O doutor Drauzio também aborda a questão do vício em drogas e sua relação com o ambiente em que o indivíduo está inserido. “Deixe-me contar uma experiência. Trabalhei nos últimos anos em uma prisão feminina. Não há mais crack nas prisões. Depois que as detentas chegam da rua, sem ter contato com a droga, ficam dois ou três dias agitadas, mas depois se esquecem completamente do uso. Não acredito que cocaína (que tem a mesma composição do crack, diferindo dele apenas na forma) seja muito viciante. A droga mais viciante é a nicotina.”
Para Carl, mitificar o vício em substâncias ilícitas contribui para que as sociedades adotem medidas extremas e ineficientes contra elas. Criminalizar as drogas só faz com que as pessoas com menos oportunidades ocupem a maioria das prisões. “Delitos relacionados a drogas são a principal razão pela qual pessoas são presas nos EUA”, diz Carl. “O mais importante sobre essas drogas é que elas têm componentes poderosos, que devem ser tratados com respeito. Como automóveis, por exemplo: sabemos que podemos matar pessoas com eles e sabemos como manter as pessoas salvas deles. É assim também com as drogas.”

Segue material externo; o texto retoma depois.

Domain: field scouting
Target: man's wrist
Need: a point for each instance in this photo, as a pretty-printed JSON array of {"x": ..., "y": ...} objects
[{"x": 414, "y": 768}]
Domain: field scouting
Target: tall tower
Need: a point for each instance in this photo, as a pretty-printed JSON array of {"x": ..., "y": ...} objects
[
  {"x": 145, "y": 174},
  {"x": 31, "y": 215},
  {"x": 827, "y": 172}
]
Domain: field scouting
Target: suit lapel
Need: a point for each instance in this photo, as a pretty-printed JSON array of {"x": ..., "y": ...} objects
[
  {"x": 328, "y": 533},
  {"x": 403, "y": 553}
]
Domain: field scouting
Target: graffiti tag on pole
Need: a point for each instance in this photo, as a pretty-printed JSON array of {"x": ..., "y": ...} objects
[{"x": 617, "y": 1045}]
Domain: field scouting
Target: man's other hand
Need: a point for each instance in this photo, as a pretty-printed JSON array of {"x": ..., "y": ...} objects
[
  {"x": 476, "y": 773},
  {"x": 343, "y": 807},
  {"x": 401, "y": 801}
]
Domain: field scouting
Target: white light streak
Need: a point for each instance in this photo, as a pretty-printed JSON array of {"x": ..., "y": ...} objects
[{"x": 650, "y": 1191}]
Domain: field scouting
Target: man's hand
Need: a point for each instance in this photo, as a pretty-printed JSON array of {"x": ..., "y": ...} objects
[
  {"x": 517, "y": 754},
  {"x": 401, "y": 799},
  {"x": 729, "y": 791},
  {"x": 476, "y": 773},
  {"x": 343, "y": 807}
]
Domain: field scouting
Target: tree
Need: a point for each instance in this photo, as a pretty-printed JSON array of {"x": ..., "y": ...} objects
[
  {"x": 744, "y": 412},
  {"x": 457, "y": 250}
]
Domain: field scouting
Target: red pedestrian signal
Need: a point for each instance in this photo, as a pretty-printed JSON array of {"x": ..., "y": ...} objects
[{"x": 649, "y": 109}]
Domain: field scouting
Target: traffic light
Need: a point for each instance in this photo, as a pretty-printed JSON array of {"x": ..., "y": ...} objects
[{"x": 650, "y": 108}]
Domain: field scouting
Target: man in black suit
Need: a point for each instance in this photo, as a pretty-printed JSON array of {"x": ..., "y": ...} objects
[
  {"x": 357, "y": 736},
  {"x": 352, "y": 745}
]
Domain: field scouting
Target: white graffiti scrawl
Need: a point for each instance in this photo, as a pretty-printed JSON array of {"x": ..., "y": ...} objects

E como controlar o uso dessas substâncias tão poderosas? Além da descriminalização das drogas que são consideradas hoje ilícitas, Hart defende a importância da educação. E dá o exemplo que segue em casa. Quando perguntado sobre a educação que dá aos três filhos, o professor responde: “Espero que eles façam o bem para a sociedade, que sejam a voz para os pobres, o que significa que eles devem ir bem nos estudos. Se algo interferir nisso, eles terão um problema comigo. Se dirigirem muito rápido, se fizerem sexo desprotegido, se usarem drogas de uma maneira que atrapalhe seu desempenho na escola, aí sim eles terão problema comigo”.